Sri Lankan lawmakers debate judge's impeachment
COLOMBO, Sri Lanka (AP) -- Sri Lanka's Parliament debated on Friday whether to impeach the chief justice, deepening a standoff between the judiciary and the government, controlled by the country's most powerful family.
Lawmakers were widely expected to vote to impeach Chief Justice Shirani Bandaranayake. Last month, a parliamentary committee ruled she was guilty of possession of unexplained wealth and misuse of power and declared her unfit for office.
Bandaranayake denied the allegations and challenged the committee's verdict, saying she had not been given a fair hearing.
The country's highest court ruled that the parliamentary committee had no legal power to investigate the allegations. An appeals court eventually nullified the committee's guilty verdict.
The dispute is widely seen by jurists and rights activists as an attempt by the government to ensure a servile judiciary. Bandaranayake, who had long been viewed as pro-government, faced the investigation after she issued a ruling against a law promoted by a member of the powerful Rajapaksa family.
The government is largely controlled by the Rajapaksas, including President Mahinda Rajapaksa and his older brother Chamal Rajapaksa, the speaker of Parliament. Two more brothers run the ministries of defense and economic development. One of the president's sons is a member of Parliament.
Rights groups and the president's critics say he wants to remove the last obstacles to absolute power.
President Rajapaksa, riding a wave of popular support after ending a 25-year civil war in 2009, has pushed through laws ending term limits for the presidency and abolishing independent commissions that select top judiciary, police and public service personnel. He now has the power to appoint many of the country's officials.
More than two-thirds of the 225-member Parliament back him, giving the chief justice little chance of escaping impeachment, analysts say.
The government has insisted that Parliament is superior to the judiciary and is not bound by any court order.
The debate has set off a series of protests and strikes.
The Bar Association of Sri Lanka, with 11,000 lawyers, called a two-day strike Thursday. Association Secretary Sanjaya Gamage said any action to ignore the Supreme Court ruling could bring a "negative and eroding impact" on the rule of law.

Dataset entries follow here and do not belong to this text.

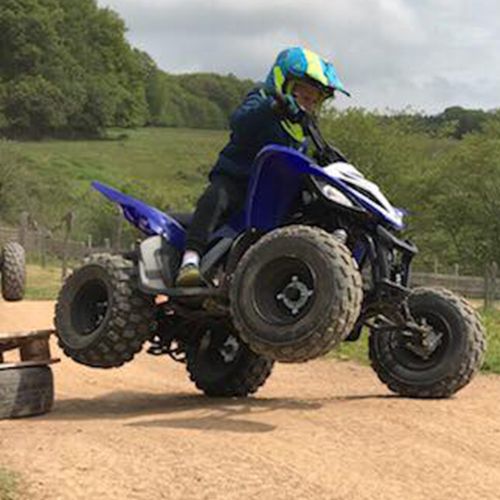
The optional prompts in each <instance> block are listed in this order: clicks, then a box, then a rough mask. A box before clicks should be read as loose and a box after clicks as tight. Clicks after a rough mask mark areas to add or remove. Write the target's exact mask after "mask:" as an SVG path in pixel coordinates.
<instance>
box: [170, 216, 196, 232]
mask: <svg viewBox="0 0 500 500" xmlns="http://www.w3.org/2000/svg"><path fill="white" fill-rule="evenodd" d="M168 215H169V216H170V217H173V218H174V219H175V220H176V221H177V222H178V223H179V224H180V225H181V226H182V227H183V228H184V229H188V228H189V226H190V225H191V221H192V220H193V215H194V214H193V213H186V212H182V213H179V212H174V213H169V214H168Z"/></svg>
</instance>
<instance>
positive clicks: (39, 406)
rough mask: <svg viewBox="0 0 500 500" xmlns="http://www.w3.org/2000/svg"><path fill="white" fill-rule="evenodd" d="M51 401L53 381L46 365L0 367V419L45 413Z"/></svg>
mask: <svg viewBox="0 0 500 500" xmlns="http://www.w3.org/2000/svg"><path fill="white" fill-rule="evenodd" d="M53 403H54V381H53V377H52V370H51V369H50V367H49V366H30V367H15V368H7V369H4V370H0V419H2V418H16V417H28V416H31V415H41V414H42V413H47V412H48V411H50V409H51V408H52V404H53Z"/></svg>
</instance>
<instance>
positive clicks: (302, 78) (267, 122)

Chandrapala Kumarage, a leader of the group Lawyers for Democracy, warned that an impeachment would deepen the influence that politicians already have over the legal system.
"It means politicians are above the judiciary, and then the law of the jungle will become the law of the country," he said.
Lawyers have also warned of a possible crisis if the government ignores the Supreme Court order.
Constitutional expert Jayampathy Wickramaratne said the judiciary is unlikely to accept a replacement for Bandaranayake if she is impeached.